Test results are obtained with a Variant of the STREAM benchmark: A timing function ' double mysecond( void )' was modified to use RDTSC instruction instead of gettimeofday CRT function ).

SergeyKostrov · ‎04-27-2017

McCalpin, John wrote: >>Wed, 04/26/2017 - 10:56 >> >>The STREAM benchmark has always been intended to provide an indication of performance of simple, vectorizable code when >>run through real compilers. It is intended to be relatively easy to optimize, but performance differences between STREAM and >>"best case, hand-optimized" core are a feature, not a bug! >> >>The performance numbers of 25 GB/s peak, 13 GB/s vectorized OpenMP, and 4 GB/s non-vector, single thread are a little >>unusual -- what sort of platform did you measure those on? This is because 4 GB/s non-vector, single thread results obtained with Open Watcom C++ compiler v2.0 and it doesn't support vectorization and OpenMP processing. Results of modern MinGW C++ compiler v6.1.0 clearly demonstrate benefits of vectorization and parallelization.
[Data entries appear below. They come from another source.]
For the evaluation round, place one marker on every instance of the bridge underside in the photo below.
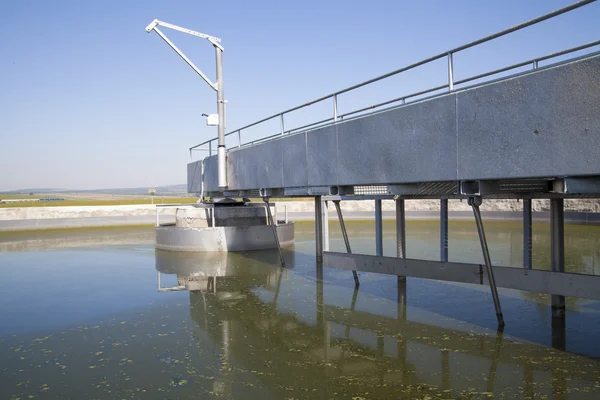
(535, 134)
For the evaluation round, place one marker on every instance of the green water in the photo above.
(100, 314)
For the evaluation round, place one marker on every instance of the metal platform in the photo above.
(532, 134)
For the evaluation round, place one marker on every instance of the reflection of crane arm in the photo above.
(214, 40)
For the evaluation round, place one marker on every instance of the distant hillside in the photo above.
(167, 190)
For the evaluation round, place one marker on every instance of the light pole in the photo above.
(217, 86)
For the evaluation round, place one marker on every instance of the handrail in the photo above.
(450, 85)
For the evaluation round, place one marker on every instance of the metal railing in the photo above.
(450, 86)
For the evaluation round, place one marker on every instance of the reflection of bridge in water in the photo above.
(308, 348)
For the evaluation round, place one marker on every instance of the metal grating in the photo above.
(370, 190)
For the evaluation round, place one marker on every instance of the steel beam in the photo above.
(548, 282)
(274, 228)
(346, 240)
(475, 202)
(557, 254)
(444, 229)
(318, 229)
(378, 228)
(527, 234)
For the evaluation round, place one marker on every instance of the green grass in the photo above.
(91, 202)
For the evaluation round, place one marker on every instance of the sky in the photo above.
(90, 100)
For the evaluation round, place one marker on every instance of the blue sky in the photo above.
(90, 100)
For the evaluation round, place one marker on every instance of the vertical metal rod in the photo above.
(557, 242)
(444, 230)
(325, 226)
(527, 234)
(345, 235)
(401, 253)
(400, 229)
(221, 162)
(274, 228)
(378, 228)
(318, 230)
(450, 72)
(475, 202)
(335, 107)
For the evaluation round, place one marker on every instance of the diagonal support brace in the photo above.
(475, 202)
(346, 240)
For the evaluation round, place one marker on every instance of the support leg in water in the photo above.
(345, 234)
(274, 227)
(475, 202)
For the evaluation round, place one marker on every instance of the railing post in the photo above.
(335, 107)
(450, 73)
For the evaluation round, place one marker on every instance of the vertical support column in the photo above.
(557, 242)
(450, 72)
(318, 230)
(444, 230)
(527, 234)
(221, 162)
(475, 202)
(378, 229)
(346, 240)
(274, 228)
(325, 211)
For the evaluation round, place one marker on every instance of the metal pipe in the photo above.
(400, 229)
(318, 230)
(274, 228)
(335, 107)
(557, 255)
(346, 240)
(325, 211)
(436, 57)
(450, 73)
(527, 234)
(474, 202)
(444, 230)
(378, 228)
(221, 161)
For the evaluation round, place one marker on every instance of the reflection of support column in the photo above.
(325, 210)
(345, 235)
(559, 334)
(444, 230)
(557, 242)
(378, 228)
(318, 229)
(352, 306)
(278, 288)
(475, 202)
(527, 234)
(319, 299)
(494, 362)
(446, 381)
(528, 382)
(274, 228)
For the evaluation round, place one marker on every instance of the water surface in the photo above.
(100, 314)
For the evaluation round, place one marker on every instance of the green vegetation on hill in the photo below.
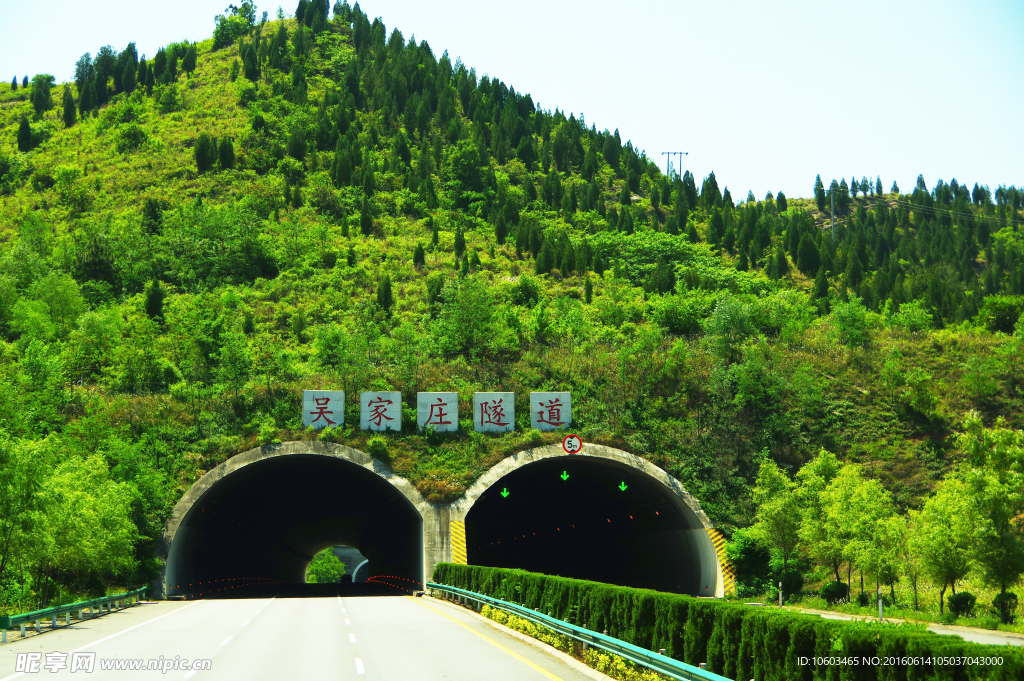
(189, 240)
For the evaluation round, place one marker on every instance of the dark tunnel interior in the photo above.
(260, 525)
(587, 526)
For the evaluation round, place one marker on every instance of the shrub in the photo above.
(735, 640)
(962, 604)
(999, 313)
(835, 592)
(130, 137)
(170, 99)
(1006, 605)
(377, 448)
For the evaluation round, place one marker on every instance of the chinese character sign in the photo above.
(550, 411)
(323, 408)
(494, 412)
(438, 411)
(380, 411)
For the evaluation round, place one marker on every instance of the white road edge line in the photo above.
(14, 676)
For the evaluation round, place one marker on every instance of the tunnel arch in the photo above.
(280, 504)
(656, 533)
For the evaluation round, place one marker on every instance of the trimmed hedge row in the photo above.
(739, 641)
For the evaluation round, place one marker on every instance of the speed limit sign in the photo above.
(571, 443)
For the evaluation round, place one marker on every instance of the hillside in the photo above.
(324, 204)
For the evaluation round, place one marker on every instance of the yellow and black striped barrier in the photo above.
(728, 571)
(458, 529)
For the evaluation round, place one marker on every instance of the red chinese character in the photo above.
(493, 413)
(554, 413)
(379, 407)
(437, 412)
(322, 411)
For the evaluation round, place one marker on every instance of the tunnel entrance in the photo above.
(259, 525)
(592, 518)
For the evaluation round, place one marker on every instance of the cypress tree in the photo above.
(69, 104)
(204, 159)
(545, 260)
(41, 98)
(99, 85)
(188, 64)
(501, 229)
(24, 135)
(460, 242)
(153, 216)
(819, 194)
(384, 298)
(297, 144)
(808, 257)
(87, 98)
(128, 78)
(171, 72)
(155, 300)
(781, 267)
(820, 285)
(226, 153)
(691, 235)
(366, 220)
(159, 62)
(625, 199)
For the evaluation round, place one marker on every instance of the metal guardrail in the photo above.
(662, 664)
(128, 598)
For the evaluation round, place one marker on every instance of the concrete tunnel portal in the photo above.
(258, 522)
(603, 514)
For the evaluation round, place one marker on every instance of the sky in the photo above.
(765, 94)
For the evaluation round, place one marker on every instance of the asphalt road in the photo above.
(967, 633)
(349, 638)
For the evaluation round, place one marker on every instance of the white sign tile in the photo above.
(550, 411)
(323, 408)
(380, 411)
(494, 412)
(438, 411)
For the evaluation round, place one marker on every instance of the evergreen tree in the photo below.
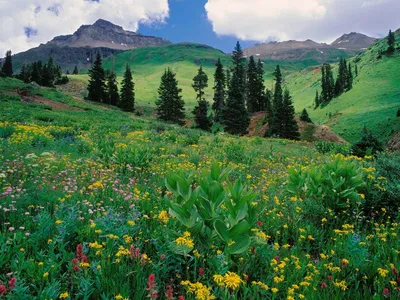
(170, 106)
(235, 115)
(112, 89)
(391, 42)
(219, 91)
(276, 119)
(349, 78)
(261, 102)
(317, 101)
(7, 69)
(252, 86)
(97, 86)
(305, 117)
(290, 128)
(200, 112)
(200, 82)
(36, 75)
(24, 74)
(127, 99)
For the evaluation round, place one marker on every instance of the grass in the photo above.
(373, 101)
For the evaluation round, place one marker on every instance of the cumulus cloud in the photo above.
(27, 23)
(322, 20)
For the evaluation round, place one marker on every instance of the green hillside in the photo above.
(149, 63)
(373, 101)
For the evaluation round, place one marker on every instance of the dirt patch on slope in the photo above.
(394, 143)
(310, 132)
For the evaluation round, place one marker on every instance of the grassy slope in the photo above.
(149, 63)
(373, 101)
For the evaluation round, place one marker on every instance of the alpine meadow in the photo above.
(148, 164)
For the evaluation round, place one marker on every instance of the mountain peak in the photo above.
(105, 34)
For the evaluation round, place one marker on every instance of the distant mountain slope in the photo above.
(346, 46)
(373, 101)
(104, 34)
(80, 47)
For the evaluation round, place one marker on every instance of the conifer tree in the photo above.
(290, 128)
(97, 77)
(261, 103)
(219, 91)
(391, 42)
(7, 68)
(317, 101)
(252, 86)
(200, 82)
(305, 116)
(276, 119)
(112, 90)
(349, 78)
(235, 115)
(127, 99)
(170, 106)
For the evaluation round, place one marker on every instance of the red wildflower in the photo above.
(12, 282)
(386, 292)
(3, 289)
(170, 293)
(151, 287)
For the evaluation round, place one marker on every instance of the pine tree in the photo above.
(252, 86)
(317, 100)
(112, 90)
(261, 100)
(200, 112)
(349, 78)
(97, 86)
(235, 115)
(276, 119)
(127, 99)
(24, 74)
(200, 82)
(170, 106)
(219, 91)
(305, 116)
(290, 128)
(7, 69)
(391, 42)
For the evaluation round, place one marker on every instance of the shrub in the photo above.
(335, 186)
(368, 145)
(333, 148)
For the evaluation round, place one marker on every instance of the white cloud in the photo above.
(322, 20)
(57, 17)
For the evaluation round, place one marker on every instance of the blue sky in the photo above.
(188, 22)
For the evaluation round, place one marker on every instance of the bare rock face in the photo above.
(104, 34)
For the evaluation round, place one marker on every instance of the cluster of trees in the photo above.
(6, 69)
(331, 88)
(240, 91)
(103, 87)
(48, 74)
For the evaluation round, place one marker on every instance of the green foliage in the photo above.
(334, 186)
(368, 144)
(127, 99)
(214, 212)
(170, 106)
(333, 148)
(97, 85)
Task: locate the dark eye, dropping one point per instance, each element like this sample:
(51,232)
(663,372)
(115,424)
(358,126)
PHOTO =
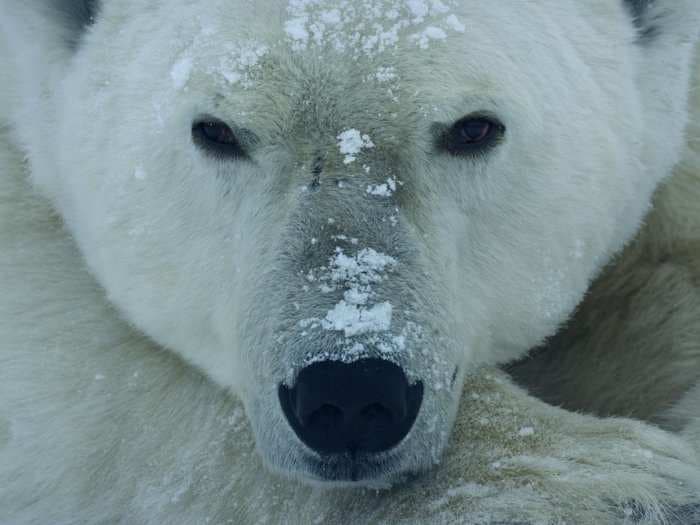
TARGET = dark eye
(217,138)
(472,135)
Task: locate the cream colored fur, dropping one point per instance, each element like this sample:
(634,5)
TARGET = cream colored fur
(99,424)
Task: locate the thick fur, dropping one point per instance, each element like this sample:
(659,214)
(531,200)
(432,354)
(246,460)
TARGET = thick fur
(101,421)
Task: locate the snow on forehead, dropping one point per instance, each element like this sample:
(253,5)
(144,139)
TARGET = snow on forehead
(359,29)
(369,27)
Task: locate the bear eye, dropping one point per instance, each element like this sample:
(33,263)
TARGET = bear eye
(217,138)
(472,135)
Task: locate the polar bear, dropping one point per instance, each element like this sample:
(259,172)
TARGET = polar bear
(320,261)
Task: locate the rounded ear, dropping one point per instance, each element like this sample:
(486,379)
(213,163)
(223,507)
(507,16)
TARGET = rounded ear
(72,17)
(667,36)
(664,19)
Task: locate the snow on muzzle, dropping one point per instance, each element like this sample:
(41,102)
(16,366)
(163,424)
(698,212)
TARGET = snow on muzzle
(356,399)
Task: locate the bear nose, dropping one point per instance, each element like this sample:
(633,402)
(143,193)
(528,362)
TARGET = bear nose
(364,406)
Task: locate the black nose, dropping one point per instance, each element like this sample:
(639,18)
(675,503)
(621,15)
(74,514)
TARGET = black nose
(365,406)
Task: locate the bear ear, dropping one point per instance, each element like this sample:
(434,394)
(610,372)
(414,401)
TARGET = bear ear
(72,16)
(659,19)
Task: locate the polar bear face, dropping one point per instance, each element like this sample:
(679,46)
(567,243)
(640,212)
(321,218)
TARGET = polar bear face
(338,211)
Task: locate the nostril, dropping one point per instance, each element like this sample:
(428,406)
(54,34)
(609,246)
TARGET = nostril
(326,418)
(376,413)
(365,406)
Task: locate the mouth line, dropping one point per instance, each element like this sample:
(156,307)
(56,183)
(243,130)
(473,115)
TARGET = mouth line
(351,469)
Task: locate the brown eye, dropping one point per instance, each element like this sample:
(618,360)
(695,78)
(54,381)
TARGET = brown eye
(472,135)
(217,138)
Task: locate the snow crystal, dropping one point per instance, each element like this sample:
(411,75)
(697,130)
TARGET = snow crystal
(364,28)
(429,33)
(353,319)
(386,74)
(383,190)
(356,274)
(181,71)
(455,24)
(351,142)
(296,29)
(526,431)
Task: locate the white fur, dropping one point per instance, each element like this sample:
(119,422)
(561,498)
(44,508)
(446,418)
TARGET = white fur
(132,326)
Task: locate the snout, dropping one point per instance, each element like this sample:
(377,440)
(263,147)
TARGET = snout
(366,406)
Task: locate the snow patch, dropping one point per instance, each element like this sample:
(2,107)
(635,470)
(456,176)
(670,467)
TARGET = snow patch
(181,71)
(351,142)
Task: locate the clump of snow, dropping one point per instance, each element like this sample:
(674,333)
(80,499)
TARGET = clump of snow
(453,22)
(424,37)
(363,28)
(181,71)
(526,431)
(356,274)
(237,63)
(351,142)
(386,74)
(352,319)
(383,190)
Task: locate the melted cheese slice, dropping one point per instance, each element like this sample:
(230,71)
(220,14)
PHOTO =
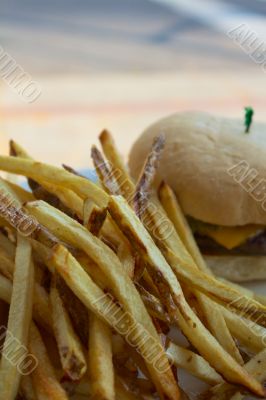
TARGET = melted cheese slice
(231,237)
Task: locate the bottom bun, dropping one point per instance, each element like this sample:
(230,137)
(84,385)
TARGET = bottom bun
(238,268)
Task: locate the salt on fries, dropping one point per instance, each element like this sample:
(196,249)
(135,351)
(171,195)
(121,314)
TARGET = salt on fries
(115,283)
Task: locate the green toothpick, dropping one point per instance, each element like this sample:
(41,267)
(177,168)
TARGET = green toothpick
(249,112)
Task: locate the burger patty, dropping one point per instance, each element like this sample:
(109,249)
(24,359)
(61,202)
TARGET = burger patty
(254,246)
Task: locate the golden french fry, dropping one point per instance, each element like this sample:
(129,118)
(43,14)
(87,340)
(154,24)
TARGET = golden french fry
(20,314)
(69,346)
(190,324)
(101,368)
(104,307)
(117,166)
(44,378)
(213,315)
(27,388)
(147,175)
(104,172)
(193,363)
(57,176)
(255,367)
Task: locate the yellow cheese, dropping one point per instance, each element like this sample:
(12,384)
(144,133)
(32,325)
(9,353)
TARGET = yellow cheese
(231,237)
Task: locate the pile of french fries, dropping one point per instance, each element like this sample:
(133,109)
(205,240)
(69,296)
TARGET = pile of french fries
(97,275)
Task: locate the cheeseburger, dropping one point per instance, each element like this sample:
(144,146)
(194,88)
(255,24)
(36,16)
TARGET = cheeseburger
(218,172)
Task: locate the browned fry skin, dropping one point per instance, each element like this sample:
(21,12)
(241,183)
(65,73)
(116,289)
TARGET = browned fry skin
(96,220)
(103,171)
(153,304)
(76,309)
(72,170)
(143,187)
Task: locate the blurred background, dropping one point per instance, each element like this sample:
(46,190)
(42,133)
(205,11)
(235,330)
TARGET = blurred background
(122,64)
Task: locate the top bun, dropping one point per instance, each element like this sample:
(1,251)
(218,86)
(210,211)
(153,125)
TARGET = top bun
(200,148)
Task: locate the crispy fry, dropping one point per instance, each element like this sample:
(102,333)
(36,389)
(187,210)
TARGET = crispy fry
(19,320)
(100,304)
(213,315)
(103,172)
(93,217)
(7,247)
(188,321)
(44,378)
(57,176)
(146,178)
(67,197)
(255,367)
(69,346)
(193,363)
(27,388)
(118,169)
(100,359)
(5,289)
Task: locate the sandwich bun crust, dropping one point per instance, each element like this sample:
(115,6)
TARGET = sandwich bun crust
(200,149)
(238,268)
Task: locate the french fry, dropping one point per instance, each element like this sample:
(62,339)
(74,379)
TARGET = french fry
(213,315)
(57,176)
(26,387)
(19,320)
(7,247)
(67,197)
(103,172)
(143,186)
(94,217)
(193,363)
(44,378)
(100,359)
(100,304)
(117,166)
(70,349)
(191,326)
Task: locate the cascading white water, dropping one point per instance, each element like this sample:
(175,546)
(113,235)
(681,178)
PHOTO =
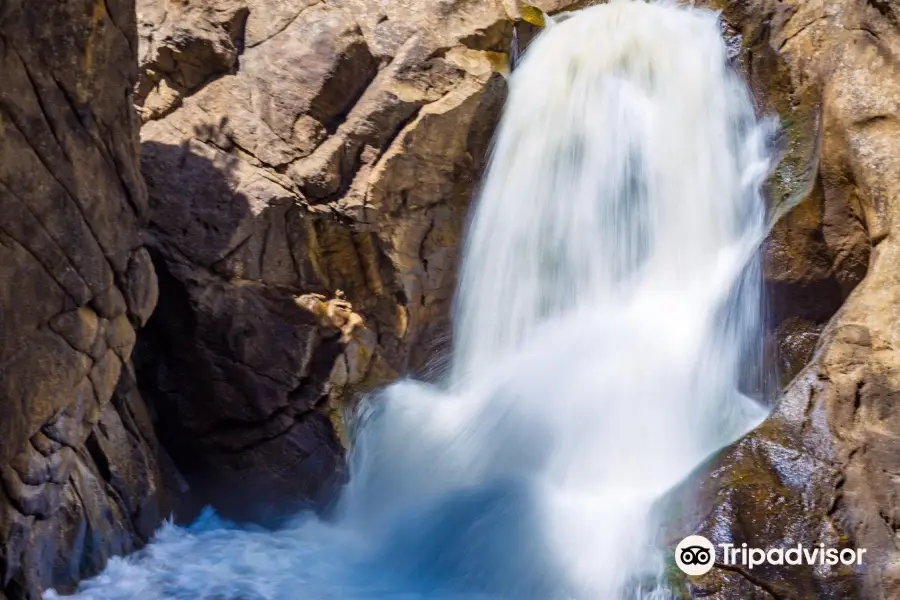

SergeyKostrov · ‎04-27-2017

John, you noticed that piece of information: >>RDTSC instruction latency: >> Clock cycles (cc): 28.0000000000 >> Nano seconds (ns): 9.8967906122 >> Micro seconds (mu): 0.0098967906 >> Milli seconds (ms): 0.0000098968 I modified STREAM benchmark C codes and I used RDTSC instruction instead of C runtime function gettimeofday. Take into account that even if gettimeofday is supported on most UNIX-like operating systems some C++ compilers for Windows platforms do not support it.

SergeyKostrov · ‎04-27-2017

...
 Function    Best Rate MB/s  Avg time     Min time     Max time
 Copy:           17726.8     0.061183     0.060572     0.065787
 Scale:          11962.6     0.090069     0.089758     0.091715
 Add:            13303.1     0.121562     0.121070     0.123730
 Triad:          13300.0     0.121484     0.121098     0.124494
...

Question: John, why don't you calculate performance rates for Scale, Add and Triad tests in FLOPS instead?